During the last 5 or 6 years, I expanded my academic interest into the area of law and
development. Initially, I devoted my attention to the role of law in China’s economic
development. This appears to be fruitful. China’s economic reform policy initiated
at the end of the 1970s has significantly changed the nature of China’s economy. It
has gradually moved away from a rigid planned economy with the public ownership
of the means of production toward a socialist market economy. The reform has
considerably expanded the Pareto frontier of exchanges or market transactions and
resulted greatly in the improvement of human welfare. The past 30 years or so
have also provided fertile ground and adequate evidence for scholars to analyze or
assess the relationship between the formal law and China’s economic development.
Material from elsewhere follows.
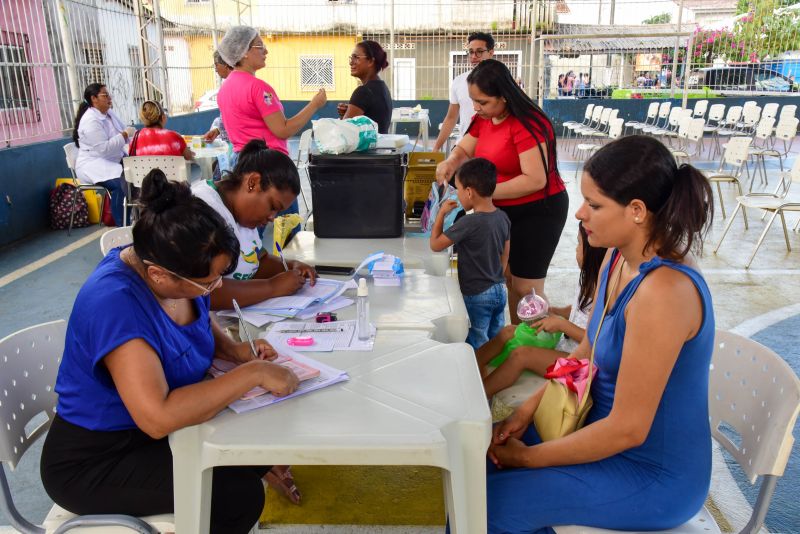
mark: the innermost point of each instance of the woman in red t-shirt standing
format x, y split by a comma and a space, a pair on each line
154, 139
512, 132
While the literature in general tends to emphasize the formal legal institutions in
economic development, the specific body of literature on China, however, usually
favors the view that formal law does not play important roles in China’s economic
development. This puzzling issue occupied my mind and most of my time from
2008 to 2011. Four chapters in this book focus on this issue, and my positions are
fully explained in these chapters.
Since 2010, I started to pay attention to the role of politics in China’s economic
development. There are two major reasons. First, I edited two books published
by Routledge on development in China during my directorship of the Center
for Chinese Law at the Faculty of Law of the University of Hong Kong. While
I have tried to solicit writings on law, politics and development for the edited
books, writings on how politics affect China’s economic development are much
more limited than writings on how the formal law influences China’s economic
development. Secondly, my interest in offering a course entitled “Comparative
Constitutional Law Theory” led me to consider the issue of the role of politics in
economic development. I am a lawyer by trade and received formal training at the
University of Toronto Law School. The Toronto Law School, however, is reputable
for its theoretical approaches to law from different perspectives, particularly famous
for its approaches from economics and philosophy.